Ezequiel Gonzalez Ocantos

August, 2021 - October, 2021

Visiting Professor

University of Oxford Nuffield College, Department of Politics & International Relations

Gonzales OcantosEzequiel Gonzalez Ocantos (Ph.D. Notre Dame, 2012) is Associate Professor in the Department of Politics and International Relations and Professorial Fellow of Nuffield College, at the University of Oxford. His primary research agenda is in the field of Comparative Judicial Politics, with a regional focus on Latin America. He has written about judicial behaviour and strategic litigation; transitional justice; judicial dialogue in the Inter-American Human Rights System; and the relationship between courts and public opinion. He is currently studying the causes and consequences of anti-corruption judicial crusades in Latin America, comparing national chapters of the Lava Jato investigation.
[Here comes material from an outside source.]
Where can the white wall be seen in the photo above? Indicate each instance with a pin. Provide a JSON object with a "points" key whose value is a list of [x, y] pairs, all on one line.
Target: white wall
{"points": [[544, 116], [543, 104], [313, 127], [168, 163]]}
In addition to his work on courts, Ezequiel Gonzalez Ocantos has published on the political economy of electoral corruption and on qualitative methods. He is the author of two books: Shifting Legal Visions: Judicial Change and Human Rights Trials in Latin America (Cambridge University Press, 2016), winner of the Pritchett Best Book Award from APSA's Law and Courts Section, the best book award from ISA's Human Rights Section, and the Van Cott Best Book Award from LASA's Political Institutions Section; and The Politics of Transitional Justice in Latin America: Power, Norms and Capacity Building (Cambridge University Press, 2020). His peer-reviewed articles have appeared in the American Journal of Political Science, Comparative Politics, Comparative Political Studies, European Journal of Political Research, International Studies Quarterly, Law & Society Review, Journal of Peace Research, Sociological Methods & Research, and The International Journal of Constitutional Law, among others. In 2018 Ezequiel Gonzalez Ocantos won the Philip Leverhulme Prize in Politics and International Relations.

Research interests

Comparative Judicial Politics, Law & Society, Transitional Justice, Corruption, Latin America, Qualitative Methods

Research project pursued at the CEE

During his time at Sciences Po he will be completing a book manuscript on the causes and consequences of anti-corruption judicial crusades in Latin America, with a focus on various national chapters of the Lava Jato (Car Wash) investigation. He will also be starting a new project on judicial nepotism and another on the political determinants of corruption accusations, both using data from Argentina.